I have been wondering about the properties of a ‘Bose-Einstein condensate’ in relation to a certain form of Idealism. It was a thought put into my head by Erwin Schrodinger, who speaks of the mystics as ‘particles in an ideal gas’.
It seems that the Pauli-exclusion principle usually limits the number of bosons that can occupy the same energy level. But if the bosons form an ideal condensate then they can all occupy exactly the same energy level. They would no longer interact with each other. That is, they would no longer behave as a multitude of discrete entities causally linked. They would now be in a state of quantum entanglement such that they might as well all be the same boson, a choir in perfect harmony. Or something like this. I wish I had a better grasp of the science.
There is some talk of the early universe being a condensate of such a kind. There is also a Gnostic creation story that tells of a choir of angels singing in perfect and timeless harmony, until one voice wavers, and this disturbs its neighbors, and soon there is a disharmony out of which arises the world of Maya. This sort of symmetry-breaking appears to be just the right sort of idea.

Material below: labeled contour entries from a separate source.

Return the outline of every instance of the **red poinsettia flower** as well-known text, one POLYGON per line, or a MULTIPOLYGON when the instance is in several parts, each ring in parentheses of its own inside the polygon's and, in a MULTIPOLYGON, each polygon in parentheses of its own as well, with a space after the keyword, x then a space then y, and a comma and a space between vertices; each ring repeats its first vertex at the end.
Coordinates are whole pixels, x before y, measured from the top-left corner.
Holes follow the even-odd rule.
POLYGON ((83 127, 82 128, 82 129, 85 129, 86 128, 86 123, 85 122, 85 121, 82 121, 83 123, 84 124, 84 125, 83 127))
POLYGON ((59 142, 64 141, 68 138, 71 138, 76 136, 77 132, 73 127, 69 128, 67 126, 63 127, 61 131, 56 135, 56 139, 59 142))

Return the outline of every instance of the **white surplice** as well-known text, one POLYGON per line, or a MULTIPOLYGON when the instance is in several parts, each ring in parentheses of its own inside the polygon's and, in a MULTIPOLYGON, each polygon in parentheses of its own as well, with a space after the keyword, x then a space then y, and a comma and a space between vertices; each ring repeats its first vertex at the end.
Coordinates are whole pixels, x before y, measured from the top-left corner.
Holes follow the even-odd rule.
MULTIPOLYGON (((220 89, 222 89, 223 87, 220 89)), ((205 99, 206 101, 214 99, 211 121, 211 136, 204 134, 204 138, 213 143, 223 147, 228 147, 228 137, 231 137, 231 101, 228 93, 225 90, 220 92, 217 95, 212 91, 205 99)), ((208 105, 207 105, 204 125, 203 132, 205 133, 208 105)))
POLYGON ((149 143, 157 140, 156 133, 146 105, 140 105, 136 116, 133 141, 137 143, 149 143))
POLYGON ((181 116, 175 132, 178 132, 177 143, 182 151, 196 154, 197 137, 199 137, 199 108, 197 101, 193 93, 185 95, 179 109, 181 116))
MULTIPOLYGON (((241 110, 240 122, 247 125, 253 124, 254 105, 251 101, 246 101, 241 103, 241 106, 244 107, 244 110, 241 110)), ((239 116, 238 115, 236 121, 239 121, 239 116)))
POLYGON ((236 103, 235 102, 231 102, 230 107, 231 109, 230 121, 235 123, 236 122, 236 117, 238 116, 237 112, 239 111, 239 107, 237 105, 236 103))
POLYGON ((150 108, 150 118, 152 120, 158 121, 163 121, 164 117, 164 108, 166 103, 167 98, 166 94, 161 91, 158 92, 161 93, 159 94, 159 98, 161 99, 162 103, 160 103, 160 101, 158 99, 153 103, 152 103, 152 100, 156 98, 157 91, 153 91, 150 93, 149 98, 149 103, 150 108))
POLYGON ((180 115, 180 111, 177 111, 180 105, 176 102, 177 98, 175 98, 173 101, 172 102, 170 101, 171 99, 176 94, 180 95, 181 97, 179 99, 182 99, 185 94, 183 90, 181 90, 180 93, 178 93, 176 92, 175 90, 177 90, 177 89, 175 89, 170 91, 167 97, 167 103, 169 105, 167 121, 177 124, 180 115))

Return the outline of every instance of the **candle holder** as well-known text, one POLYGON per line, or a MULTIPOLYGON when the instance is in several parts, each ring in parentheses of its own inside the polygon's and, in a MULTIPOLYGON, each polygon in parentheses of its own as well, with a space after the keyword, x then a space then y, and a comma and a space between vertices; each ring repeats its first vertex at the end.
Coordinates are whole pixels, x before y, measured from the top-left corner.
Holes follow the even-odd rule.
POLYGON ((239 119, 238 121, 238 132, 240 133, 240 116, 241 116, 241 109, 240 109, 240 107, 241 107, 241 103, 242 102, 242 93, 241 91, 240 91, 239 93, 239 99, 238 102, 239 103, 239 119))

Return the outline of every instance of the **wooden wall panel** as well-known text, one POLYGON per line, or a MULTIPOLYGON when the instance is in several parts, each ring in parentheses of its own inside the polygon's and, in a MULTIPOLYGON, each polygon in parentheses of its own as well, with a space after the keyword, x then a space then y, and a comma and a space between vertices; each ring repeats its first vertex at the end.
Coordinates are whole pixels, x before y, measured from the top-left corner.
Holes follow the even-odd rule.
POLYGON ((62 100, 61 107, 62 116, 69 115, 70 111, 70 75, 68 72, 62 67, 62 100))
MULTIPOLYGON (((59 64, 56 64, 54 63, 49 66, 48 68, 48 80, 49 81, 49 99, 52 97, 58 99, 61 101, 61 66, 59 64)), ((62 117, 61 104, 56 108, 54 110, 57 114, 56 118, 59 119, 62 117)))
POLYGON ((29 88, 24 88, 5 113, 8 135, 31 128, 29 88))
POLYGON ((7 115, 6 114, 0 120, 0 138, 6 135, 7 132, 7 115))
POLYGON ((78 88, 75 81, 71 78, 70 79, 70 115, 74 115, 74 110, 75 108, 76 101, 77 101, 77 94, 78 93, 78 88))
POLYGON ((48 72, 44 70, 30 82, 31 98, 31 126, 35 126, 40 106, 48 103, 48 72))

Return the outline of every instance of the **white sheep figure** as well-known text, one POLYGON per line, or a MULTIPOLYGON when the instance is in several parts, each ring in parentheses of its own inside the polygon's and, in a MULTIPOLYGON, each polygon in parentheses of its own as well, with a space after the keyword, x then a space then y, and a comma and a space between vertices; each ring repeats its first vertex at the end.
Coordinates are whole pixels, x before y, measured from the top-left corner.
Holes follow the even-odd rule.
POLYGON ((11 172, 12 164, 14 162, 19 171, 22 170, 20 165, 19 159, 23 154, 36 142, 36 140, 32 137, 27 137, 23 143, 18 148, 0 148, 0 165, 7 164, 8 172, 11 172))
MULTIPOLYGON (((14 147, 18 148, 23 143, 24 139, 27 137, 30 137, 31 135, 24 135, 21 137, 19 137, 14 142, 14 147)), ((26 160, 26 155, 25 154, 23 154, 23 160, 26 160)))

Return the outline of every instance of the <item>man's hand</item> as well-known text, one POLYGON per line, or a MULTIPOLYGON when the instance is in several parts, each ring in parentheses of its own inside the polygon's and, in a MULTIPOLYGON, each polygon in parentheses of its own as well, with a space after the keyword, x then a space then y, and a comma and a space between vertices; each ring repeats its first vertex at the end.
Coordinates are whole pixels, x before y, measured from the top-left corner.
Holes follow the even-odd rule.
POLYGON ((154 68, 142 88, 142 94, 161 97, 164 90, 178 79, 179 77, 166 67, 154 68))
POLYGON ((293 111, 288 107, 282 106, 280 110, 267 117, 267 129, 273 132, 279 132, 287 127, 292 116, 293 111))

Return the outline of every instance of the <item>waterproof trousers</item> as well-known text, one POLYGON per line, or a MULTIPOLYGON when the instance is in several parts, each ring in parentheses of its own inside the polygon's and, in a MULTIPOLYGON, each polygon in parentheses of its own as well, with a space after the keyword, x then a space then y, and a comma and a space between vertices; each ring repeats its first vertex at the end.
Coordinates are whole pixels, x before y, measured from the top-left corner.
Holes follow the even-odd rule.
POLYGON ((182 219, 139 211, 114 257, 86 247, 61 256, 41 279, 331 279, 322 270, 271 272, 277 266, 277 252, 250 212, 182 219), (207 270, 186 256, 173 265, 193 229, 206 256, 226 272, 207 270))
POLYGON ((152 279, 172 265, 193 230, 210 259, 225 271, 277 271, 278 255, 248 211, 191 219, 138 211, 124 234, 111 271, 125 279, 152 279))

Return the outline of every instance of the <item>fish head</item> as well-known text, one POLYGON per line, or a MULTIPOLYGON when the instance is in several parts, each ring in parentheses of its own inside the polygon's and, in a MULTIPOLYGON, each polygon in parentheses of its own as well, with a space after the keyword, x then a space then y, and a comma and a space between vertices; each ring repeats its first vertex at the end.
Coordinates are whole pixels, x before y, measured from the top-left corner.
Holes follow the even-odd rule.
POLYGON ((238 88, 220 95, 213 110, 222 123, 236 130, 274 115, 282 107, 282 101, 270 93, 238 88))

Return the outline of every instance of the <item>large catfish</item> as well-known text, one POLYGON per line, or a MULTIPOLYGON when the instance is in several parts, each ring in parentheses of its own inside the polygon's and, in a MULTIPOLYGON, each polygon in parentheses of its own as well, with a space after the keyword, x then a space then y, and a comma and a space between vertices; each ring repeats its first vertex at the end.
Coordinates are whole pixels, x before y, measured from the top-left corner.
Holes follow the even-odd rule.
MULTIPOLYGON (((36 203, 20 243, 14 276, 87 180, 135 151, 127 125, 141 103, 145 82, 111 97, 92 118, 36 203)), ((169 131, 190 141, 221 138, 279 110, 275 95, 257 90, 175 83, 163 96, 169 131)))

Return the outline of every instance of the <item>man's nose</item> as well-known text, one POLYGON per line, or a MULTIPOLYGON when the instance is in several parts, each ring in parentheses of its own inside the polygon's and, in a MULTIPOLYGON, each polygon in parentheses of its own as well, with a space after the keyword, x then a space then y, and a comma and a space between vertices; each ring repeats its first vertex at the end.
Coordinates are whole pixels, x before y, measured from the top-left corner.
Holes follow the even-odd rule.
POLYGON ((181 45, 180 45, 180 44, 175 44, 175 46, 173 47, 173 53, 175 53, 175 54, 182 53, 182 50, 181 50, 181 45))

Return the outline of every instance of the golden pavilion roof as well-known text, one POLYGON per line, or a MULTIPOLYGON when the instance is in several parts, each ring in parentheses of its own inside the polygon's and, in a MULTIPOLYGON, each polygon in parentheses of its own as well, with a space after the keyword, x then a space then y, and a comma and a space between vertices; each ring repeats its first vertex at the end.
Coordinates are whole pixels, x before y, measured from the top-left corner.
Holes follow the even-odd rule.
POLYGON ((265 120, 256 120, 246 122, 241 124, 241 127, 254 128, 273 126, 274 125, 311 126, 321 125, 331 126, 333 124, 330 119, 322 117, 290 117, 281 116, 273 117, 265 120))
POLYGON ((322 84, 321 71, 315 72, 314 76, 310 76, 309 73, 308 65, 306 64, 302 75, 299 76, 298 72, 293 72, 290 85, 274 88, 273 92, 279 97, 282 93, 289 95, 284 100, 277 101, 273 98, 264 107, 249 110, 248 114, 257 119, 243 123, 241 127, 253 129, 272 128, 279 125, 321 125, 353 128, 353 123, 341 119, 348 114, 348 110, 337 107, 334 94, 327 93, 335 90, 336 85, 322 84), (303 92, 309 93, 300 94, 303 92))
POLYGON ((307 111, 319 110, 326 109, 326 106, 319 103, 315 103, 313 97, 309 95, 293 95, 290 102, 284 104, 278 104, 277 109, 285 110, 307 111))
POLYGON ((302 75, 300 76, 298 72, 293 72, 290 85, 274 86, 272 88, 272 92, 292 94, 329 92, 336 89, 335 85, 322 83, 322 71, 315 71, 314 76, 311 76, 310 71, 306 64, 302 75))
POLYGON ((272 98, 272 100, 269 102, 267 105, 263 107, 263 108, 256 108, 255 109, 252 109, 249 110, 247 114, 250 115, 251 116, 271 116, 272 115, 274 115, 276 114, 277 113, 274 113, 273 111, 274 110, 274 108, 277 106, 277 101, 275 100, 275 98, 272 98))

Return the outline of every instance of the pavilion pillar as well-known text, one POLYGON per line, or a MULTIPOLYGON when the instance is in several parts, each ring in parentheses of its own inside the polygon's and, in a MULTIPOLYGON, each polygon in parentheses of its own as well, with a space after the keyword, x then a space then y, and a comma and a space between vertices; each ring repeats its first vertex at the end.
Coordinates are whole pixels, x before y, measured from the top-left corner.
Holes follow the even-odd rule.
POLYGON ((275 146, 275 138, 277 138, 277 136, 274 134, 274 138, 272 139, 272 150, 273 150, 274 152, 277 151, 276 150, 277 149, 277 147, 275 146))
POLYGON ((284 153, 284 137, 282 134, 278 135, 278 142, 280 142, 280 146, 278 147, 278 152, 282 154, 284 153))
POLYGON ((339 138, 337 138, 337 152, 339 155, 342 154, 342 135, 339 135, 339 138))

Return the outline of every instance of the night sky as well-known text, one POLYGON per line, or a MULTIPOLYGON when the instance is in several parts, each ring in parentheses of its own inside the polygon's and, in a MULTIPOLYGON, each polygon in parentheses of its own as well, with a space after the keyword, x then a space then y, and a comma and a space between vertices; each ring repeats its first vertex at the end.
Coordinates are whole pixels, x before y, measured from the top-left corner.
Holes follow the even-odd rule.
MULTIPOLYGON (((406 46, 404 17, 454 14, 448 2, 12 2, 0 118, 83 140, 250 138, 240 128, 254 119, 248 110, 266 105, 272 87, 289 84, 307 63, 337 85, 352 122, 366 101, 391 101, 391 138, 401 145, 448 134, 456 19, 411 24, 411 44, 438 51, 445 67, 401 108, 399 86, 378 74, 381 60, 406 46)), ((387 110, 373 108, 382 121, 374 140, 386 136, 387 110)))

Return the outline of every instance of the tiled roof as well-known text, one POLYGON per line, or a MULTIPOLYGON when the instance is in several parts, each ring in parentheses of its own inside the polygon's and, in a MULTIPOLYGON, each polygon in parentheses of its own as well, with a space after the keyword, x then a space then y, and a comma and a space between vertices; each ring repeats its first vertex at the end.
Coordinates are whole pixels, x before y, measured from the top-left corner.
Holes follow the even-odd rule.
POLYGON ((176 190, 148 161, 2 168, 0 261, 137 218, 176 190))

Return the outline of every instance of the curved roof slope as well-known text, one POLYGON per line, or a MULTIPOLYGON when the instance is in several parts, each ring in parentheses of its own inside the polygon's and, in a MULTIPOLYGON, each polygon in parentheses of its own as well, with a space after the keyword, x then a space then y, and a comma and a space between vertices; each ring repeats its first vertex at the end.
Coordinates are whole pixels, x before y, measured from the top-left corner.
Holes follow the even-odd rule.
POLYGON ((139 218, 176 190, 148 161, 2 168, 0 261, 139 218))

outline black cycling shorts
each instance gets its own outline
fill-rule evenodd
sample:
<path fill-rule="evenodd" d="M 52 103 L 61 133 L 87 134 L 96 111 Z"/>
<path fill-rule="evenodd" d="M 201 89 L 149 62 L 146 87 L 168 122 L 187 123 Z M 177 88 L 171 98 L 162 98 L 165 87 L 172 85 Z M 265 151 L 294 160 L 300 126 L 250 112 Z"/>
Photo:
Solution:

What I am wondering is whether it would be accurate to say, in some sense at least, that a truly perfect Bose-Einstein condensate could be said to be a multitude of things and a singular phenomenon at the same time. If so, then it seems very likely that an ideal condensate would be a useful idea in discussions of global consciousness. This would be a turn up.
I’m way out my depths here and wouldn’t dare discuss this on a physics forum. Still, I have a feeling this is the right way to go for a physical description of an Idealist universe. Any physicists around for a comment?